1. Field
This invention relates to image compression and reproduction, more particularly to image compression and reproduction in color reproduction devices.
2. Background
Image compression techniques allow image data to be transmitted or stored more efficiently, as the compressed image requires less space or lower bandwidth to be transmitted than the uncompressed image. Generally, color images can be compressed more efficiently in the luminance-chrominance color space (YCbCr) than in other color spaces, such as red-green-blue (RGB) or cyan-magenta-yellow-black (CMYK). However, output devices such as displays and printers usually require the image data to be in either RGB or CMYK format. This requires a process to convert between the compression color space and the output color space, referred to as color transformation.

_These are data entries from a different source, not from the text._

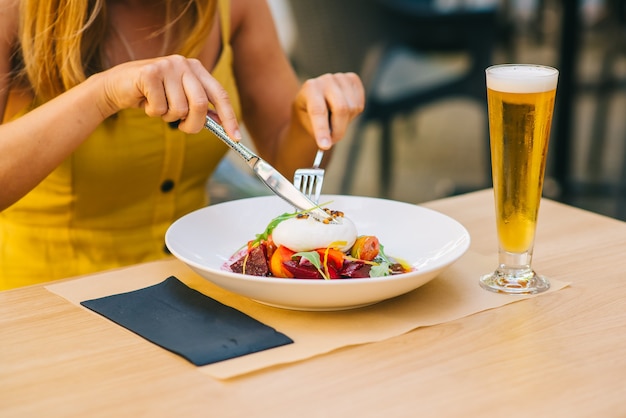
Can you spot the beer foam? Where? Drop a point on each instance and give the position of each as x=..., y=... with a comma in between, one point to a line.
x=514, y=78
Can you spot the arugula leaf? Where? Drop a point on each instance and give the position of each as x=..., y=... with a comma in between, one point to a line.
x=264, y=236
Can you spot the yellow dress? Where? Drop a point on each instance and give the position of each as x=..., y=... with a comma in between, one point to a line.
x=110, y=203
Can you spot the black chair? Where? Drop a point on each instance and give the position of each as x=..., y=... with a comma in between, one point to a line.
x=375, y=38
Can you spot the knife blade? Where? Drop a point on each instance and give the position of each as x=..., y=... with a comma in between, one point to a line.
x=272, y=178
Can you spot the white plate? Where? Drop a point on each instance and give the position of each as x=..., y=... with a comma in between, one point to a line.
x=426, y=239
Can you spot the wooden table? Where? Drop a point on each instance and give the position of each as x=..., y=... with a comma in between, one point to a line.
x=560, y=354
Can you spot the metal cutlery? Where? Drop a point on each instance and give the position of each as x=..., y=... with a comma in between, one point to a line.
x=310, y=180
x=270, y=176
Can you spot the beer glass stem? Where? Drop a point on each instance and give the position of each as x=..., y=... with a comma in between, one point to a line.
x=514, y=275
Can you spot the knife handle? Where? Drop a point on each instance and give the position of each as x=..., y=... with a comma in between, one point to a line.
x=243, y=151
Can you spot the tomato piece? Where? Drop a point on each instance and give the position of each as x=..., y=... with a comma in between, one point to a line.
x=280, y=256
x=366, y=247
x=332, y=257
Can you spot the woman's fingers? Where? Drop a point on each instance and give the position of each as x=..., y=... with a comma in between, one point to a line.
x=332, y=102
x=176, y=88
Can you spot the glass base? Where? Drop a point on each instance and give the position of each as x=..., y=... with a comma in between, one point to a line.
x=514, y=284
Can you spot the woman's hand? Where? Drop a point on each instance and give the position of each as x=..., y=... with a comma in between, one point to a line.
x=327, y=104
x=172, y=88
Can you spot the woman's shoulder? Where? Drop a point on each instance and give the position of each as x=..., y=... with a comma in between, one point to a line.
x=9, y=18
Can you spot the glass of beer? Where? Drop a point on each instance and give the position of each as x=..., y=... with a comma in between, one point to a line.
x=520, y=100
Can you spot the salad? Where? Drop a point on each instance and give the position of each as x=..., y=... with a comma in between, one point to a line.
x=295, y=245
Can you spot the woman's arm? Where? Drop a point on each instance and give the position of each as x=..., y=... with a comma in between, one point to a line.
x=33, y=145
x=287, y=121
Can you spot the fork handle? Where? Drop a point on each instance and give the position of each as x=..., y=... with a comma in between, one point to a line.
x=318, y=158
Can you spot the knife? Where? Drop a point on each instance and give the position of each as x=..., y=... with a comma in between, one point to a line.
x=270, y=176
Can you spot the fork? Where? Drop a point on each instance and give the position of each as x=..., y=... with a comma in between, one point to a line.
x=310, y=180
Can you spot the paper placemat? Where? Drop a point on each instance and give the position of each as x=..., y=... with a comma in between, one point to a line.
x=452, y=295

Further a printer may also require that an image be half-toned in order to show more perceptible contrast levels than the print engine can actually print. This may also be true of displays with limited bit-depth, such as those used in personal digital assistants (PDAs). Some of those types of display only use 4 or 5 bits of display data per color, rather than the 8 bits used in typical large displays.
These processes can be done in several different ways. However, a method of image compression referred to as vector quantization (VQ) uses a look up table to compress and decompress the image. Similarly, both the color transformation and half-toning can use look up tables to manipulate the data appropriately.
Some work has taken advantage of these facts and proposed using half-toning and compression in a VQ encoder. However, no one has addressed this type of process in the decoder.